The Export Promotion Bureau is likely to revise its export figures downward by more than $10.8 billion for the financial year 2023-24 after the Bangladesh Bank identified discrepancies between the statistics reported by the EPB and the National Board of Revenue.
According to commerce ministry officials, the EPB has begun revising its data in coordination with the National Board of Revenue and the Bangladesh Bank.
After the revision, Bangladesh’s export earnings for the financial year 2023-24 might be $44.5 billion.
Before identifying the discrepancies, the EPB had prepared an export earnings figure of $55.28 billion for FY24, although the data were not published, government officials said.
They also mentioned that, based on the revised data, the country’s export earnings for FY23, as published by the EPB, would decrease by $9 billion from the previously reported $55.56 billion.
EPB vice-chairman Md Anwar Hossain declined to elaborate the issue, saying that all the three organisations – EPB, NBR and BB – started working in a coordinated manner to avert discrepancies in statistics in future.
‘We have already received revised data from the NBR and working on it. But it is not possible to say when the revised export data will be published,’ he told ¶¶Òõ¾«Æ· on Wednesday.
Some errors, including multiple entries, the entry of FoB value for CMT (cut, make and trim) exports, and double counting of local exports from the export processing zones, have been identified as the primary reasons for the inflated export figures, Anwar said.
The EPB vice-chairman also said that they would work on establishing a common definition of exports to avoid ambiguity, as the NBR considered shipments of samples and gifts as exports, while the Bangladesh Bank did not.
The Bangladesh Bank recently revised the country’s export earnings data for the July-April period of FY 24 downward by $13.80 billion to $33.68 billion from the EPB-provided figure of $47.47 billion in the same period.
It also revised export earnings data for the July-April of FY23 downward by $9.54 billion to $36.14 billion from $45.68 billion.

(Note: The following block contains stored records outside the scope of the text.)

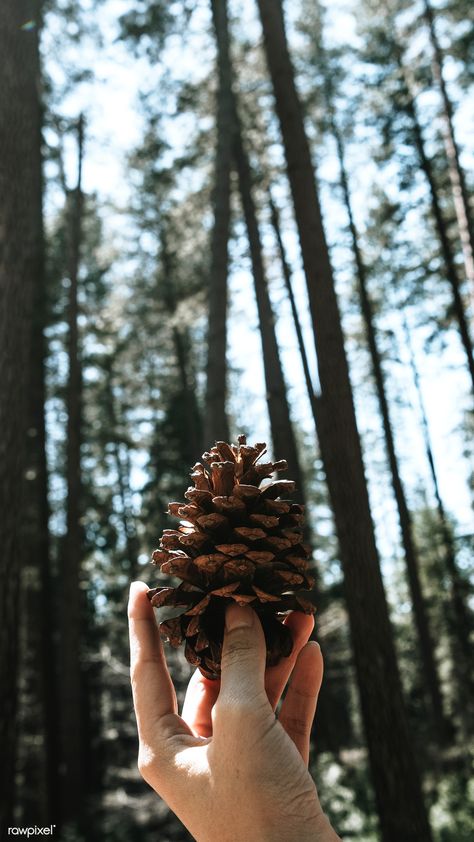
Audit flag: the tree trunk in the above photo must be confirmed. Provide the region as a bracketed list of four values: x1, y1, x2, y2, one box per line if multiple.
[403, 316, 474, 720]
[268, 191, 318, 427]
[424, 0, 474, 295]
[234, 122, 305, 496]
[25, 197, 59, 824]
[326, 103, 453, 744]
[60, 117, 85, 822]
[396, 52, 474, 393]
[162, 226, 203, 465]
[0, 0, 43, 838]
[203, 0, 233, 450]
[105, 356, 140, 580]
[258, 0, 431, 842]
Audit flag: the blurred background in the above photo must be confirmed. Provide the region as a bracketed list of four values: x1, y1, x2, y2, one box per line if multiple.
[0, 0, 474, 842]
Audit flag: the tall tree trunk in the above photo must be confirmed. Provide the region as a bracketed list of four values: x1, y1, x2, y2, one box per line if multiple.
[234, 122, 305, 502]
[25, 189, 59, 824]
[105, 356, 140, 579]
[203, 0, 233, 449]
[395, 51, 474, 393]
[158, 225, 202, 465]
[0, 0, 43, 838]
[60, 117, 85, 822]
[403, 316, 474, 720]
[424, 0, 474, 295]
[325, 97, 453, 744]
[268, 191, 317, 426]
[258, 0, 431, 842]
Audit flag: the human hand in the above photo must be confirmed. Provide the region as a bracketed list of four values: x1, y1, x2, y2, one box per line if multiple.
[129, 582, 339, 842]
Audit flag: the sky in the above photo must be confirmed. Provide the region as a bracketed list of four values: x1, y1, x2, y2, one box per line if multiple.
[39, 0, 474, 572]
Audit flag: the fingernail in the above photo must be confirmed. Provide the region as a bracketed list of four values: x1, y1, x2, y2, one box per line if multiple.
[225, 605, 255, 631]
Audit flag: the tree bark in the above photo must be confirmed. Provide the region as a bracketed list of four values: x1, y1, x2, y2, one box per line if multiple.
[403, 316, 474, 720]
[158, 225, 204, 465]
[325, 97, 453, 744]
[0, 0, 43, 837]
[60, 117, 85, 822]
[424, 0, 474, 295]
[234, 122, 305, 496]
[396, 54, 474, 393]
[268, 191, 318, 427]
[202, 0, 233, 450]
[258, 0, 431, 842]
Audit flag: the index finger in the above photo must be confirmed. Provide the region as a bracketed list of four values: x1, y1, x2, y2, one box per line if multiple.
[128, 582, 177, 739]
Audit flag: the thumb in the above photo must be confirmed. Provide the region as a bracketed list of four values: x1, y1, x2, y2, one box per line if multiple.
[219, 605, 266, 709]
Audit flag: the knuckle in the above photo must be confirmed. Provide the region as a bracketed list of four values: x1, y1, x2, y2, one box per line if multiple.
[222, 630, 254, 667]
[280, 716, 311, 737]
[137, 745, 155, 784]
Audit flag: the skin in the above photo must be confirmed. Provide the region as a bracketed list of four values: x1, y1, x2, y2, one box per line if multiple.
[128, 582, 339, 842]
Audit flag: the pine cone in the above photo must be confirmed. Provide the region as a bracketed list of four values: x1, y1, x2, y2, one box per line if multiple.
[148, 436, 315, 679]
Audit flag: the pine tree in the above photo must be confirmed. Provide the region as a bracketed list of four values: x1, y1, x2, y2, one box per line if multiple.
[59, 117, 85, 822]
[0, 0, 43, 836]
[203, 0, 233, 447]
[258, 0, 431, 842]
[424, 0, 474, 294]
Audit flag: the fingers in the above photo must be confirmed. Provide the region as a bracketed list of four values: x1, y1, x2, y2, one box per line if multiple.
[214, 605, 270, 728]
[128, 582, 176, 739]
[279, 640, 323, 764]
[182, 670, 221, 737]
[265, 611, 314, 710]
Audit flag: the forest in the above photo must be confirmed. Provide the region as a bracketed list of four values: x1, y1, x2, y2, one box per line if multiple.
[0, 0, 474, 842]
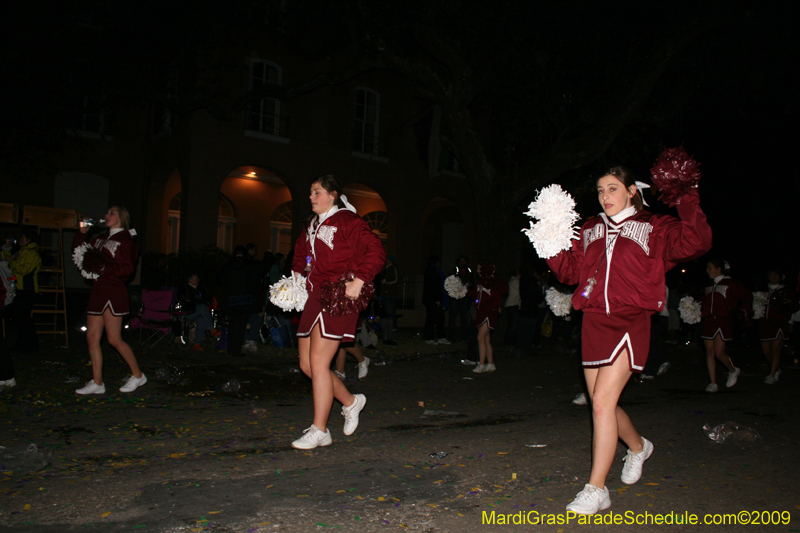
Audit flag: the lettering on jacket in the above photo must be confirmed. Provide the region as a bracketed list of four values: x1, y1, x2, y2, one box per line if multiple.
[620, 220, 653, 255]
[706, 283, 729, 298]
[583, 224, 606, 253]
[317, 225, 339, 250]
[103, 241, 122, 257]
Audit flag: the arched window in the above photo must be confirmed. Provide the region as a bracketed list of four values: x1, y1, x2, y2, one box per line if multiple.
[353, 87, 386, 156]
[245, 59, 286, 137]
[167, 193, 236, 254]
[361, 211, 389, 241]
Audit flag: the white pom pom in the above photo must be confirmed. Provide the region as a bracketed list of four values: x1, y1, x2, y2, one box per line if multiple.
[753, 292, 769, 320]
[544, 287, 572, 316]
[444, 274, 467, 300]
[678, 296, 702, 324]
[269, 275, 308, 311]
[72, 243, 100, 279]
[522, 184, 580, 259]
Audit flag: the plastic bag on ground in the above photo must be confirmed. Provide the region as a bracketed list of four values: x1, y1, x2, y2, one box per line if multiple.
[703, 422, 761, 444]
[0, 443, 53, 474]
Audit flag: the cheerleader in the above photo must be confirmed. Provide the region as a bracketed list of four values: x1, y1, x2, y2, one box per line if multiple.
[292, 176, 386, 450]
[547, 167, 711, 514]
[467, 261, 508, 373]
[700, 258, 753, 392]
[758, 269, 797, 385]
[72, 205, 147, 394]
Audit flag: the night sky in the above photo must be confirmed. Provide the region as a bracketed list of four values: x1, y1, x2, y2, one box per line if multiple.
[0, 0, 800, 290]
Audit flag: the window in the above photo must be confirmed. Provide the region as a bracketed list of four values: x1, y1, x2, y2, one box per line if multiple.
[245, 60, 286, 137]
[353, 87, 386, 156]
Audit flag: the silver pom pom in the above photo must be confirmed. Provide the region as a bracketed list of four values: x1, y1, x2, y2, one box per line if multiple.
[678, 296, 702, 324]
[544, 287, 572, 316]
[522, 184, 580, 259]
[269, 275, 308, 311]
[444, 274, 467, 300]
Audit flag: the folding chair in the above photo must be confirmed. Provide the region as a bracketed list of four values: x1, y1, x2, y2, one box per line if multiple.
[131, 289, 173, 348]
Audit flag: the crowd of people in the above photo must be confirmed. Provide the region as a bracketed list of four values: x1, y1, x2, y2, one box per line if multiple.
[0, 167, 800, 514]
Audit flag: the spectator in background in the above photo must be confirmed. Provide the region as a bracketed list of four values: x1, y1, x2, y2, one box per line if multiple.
[503, 269, 520, 346]
[0, 270, 17, 389]
[448, 255, 475, 342]
[422, 255, 446, 344]
[178, 272, 219, 351]
[3, 229, 42, 353]
[380, 255, 400, 346]
[517, 269, 544, 355]
[467, 261, 508, 373]
[758, 268, 797, 385]
[218, 246, 261, 357]
[701, 257, 753, 392]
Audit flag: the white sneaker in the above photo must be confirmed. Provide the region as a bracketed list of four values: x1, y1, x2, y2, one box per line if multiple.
[75, 379, 106, 394]
[620, 437, 653, 485]
[725, 367, 742, 388]
[567, 483, 611, 514]
[356, 355, 372, 379]
[292, 424, 333, 450]
[342, 394, 367, 435]
[119, 374, 147, 392]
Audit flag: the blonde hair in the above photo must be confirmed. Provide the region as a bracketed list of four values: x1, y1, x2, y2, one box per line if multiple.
[111, 205, 131, 230]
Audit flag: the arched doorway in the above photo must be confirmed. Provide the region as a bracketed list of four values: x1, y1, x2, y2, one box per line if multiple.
[220, 165, 294, 254]
[167, 193, 236, 254]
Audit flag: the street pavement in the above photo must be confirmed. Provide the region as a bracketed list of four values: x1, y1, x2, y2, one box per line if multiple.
[0, 330, 800, 533]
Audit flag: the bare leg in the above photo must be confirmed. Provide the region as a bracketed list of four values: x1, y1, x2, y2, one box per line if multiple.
[761, 336, 783, 376]
[344, 342, 364, 363]
[102, 309, 142, 378]
[584, 350, 643, 488]
[298, 324, 355, 431]
[478, 323, 491, 364]
[703, 338, 717, 384]
[714, 335, 736, 373]
[336, 346, 347, 374]
[86, 315, 103, 385]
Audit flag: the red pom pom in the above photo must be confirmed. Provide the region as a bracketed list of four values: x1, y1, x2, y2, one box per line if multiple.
[650, 146, 701, 207]
[81, 246, 107, 275]
[320, 272, 375, 316]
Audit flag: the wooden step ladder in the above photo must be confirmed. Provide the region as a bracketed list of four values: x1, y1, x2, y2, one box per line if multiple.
[22, 205, 80, 348]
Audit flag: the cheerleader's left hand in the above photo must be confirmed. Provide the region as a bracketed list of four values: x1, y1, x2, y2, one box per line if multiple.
[344, 278, 364, 300]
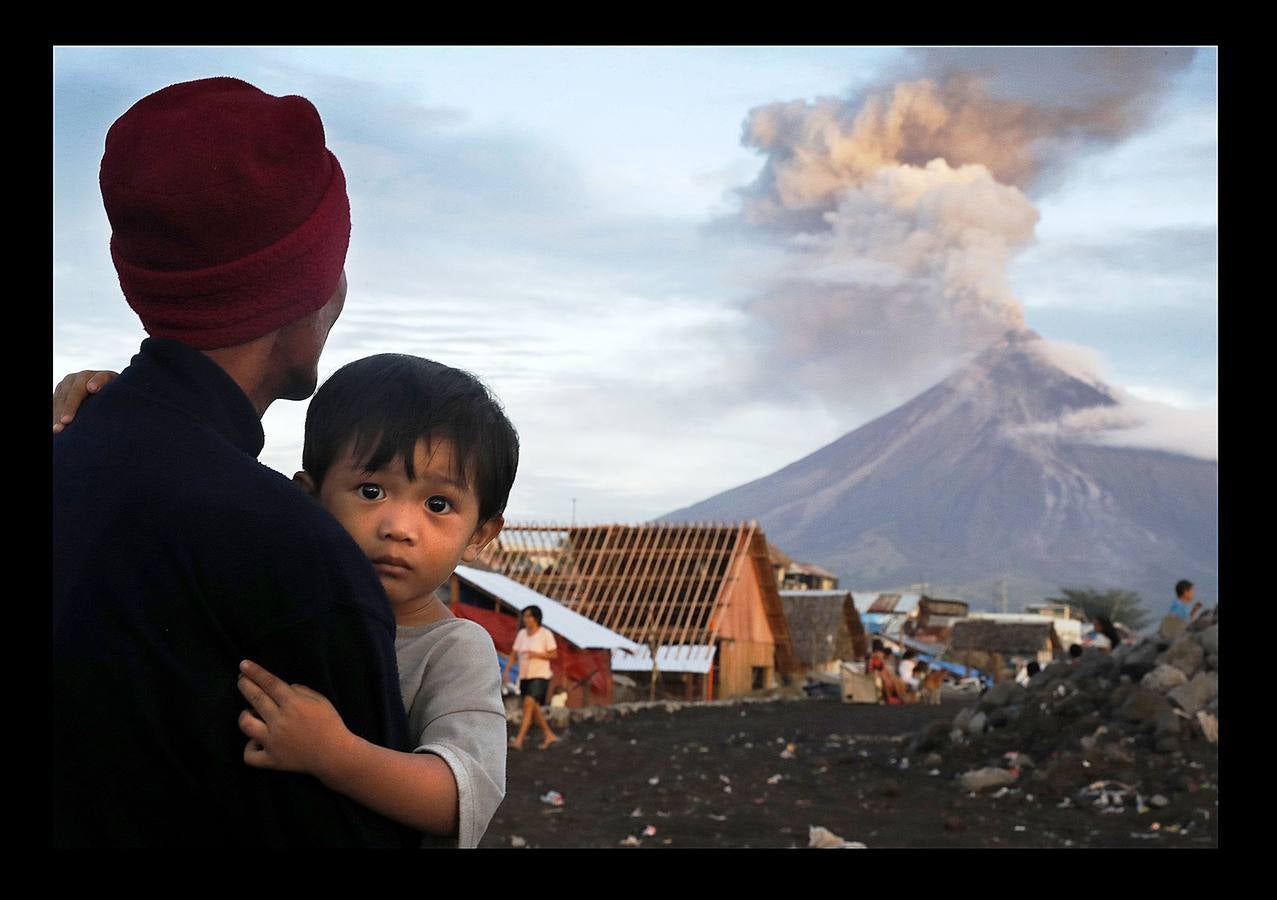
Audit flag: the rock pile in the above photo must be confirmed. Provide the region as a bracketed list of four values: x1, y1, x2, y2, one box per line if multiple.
[907, 613, 1220, 799]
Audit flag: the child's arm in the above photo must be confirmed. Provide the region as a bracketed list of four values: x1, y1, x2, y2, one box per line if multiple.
[54, 369, 119, 434]
[239, 660, 457, 836]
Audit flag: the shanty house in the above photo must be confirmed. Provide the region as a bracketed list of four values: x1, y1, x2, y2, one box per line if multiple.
[450, 566, 640, 706]
[780, 590, 870, 673]
[850, 591, 922, 641]
[945, 619, 1062, 679]
[971, 606, 1084, 649]
[481, 522, 792, 698]
[767, 544, 838, 591]
[905, 595, 971, 642]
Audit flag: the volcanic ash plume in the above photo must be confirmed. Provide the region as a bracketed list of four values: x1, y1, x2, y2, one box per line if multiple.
[742, 49, 1191, 416]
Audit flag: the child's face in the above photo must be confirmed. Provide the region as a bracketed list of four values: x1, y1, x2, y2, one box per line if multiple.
[318, 440, 503, 623]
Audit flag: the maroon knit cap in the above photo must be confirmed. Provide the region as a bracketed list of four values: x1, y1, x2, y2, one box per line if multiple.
[100, 78, 350, 350]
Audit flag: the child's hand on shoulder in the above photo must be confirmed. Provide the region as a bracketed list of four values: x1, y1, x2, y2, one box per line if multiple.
[239, 660, 356, 779]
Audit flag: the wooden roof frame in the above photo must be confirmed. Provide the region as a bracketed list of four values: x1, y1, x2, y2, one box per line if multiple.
[480, 522, 793, 671]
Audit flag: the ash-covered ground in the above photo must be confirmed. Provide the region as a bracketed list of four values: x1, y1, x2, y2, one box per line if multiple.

The central bank said that the NBR revised and provided the export shipment data to it and the EPB by adjusting multiple entries.
The BB said that it compiled the export data (FoB) based on local sales and CMT (cutting, making and trimming) and other issues.
CMT export involves fabric and yarn provided free of cost, which are then converted into garments and exported.
The responsibility for the overestimated export figure lies solely with the NBR, as it prepared the primary data and provided it to all other government agencies, a commerce ministry official claimed.
He claimed that multiple entries, failure to adjust CMT, double counting of local exports from EPZs, inclusion of samples as exports, and differences in the dollar rate between the Bangladesh Bank and the NBR were the main reasons for the inflated export figure.
The official also said that not only the EPB but also the Bangladesh Bureau of Statistics collected export data from the NBR, resulting in the statistics of both the EPB and the BBS being the same since they both sourced their primary data from the NBR.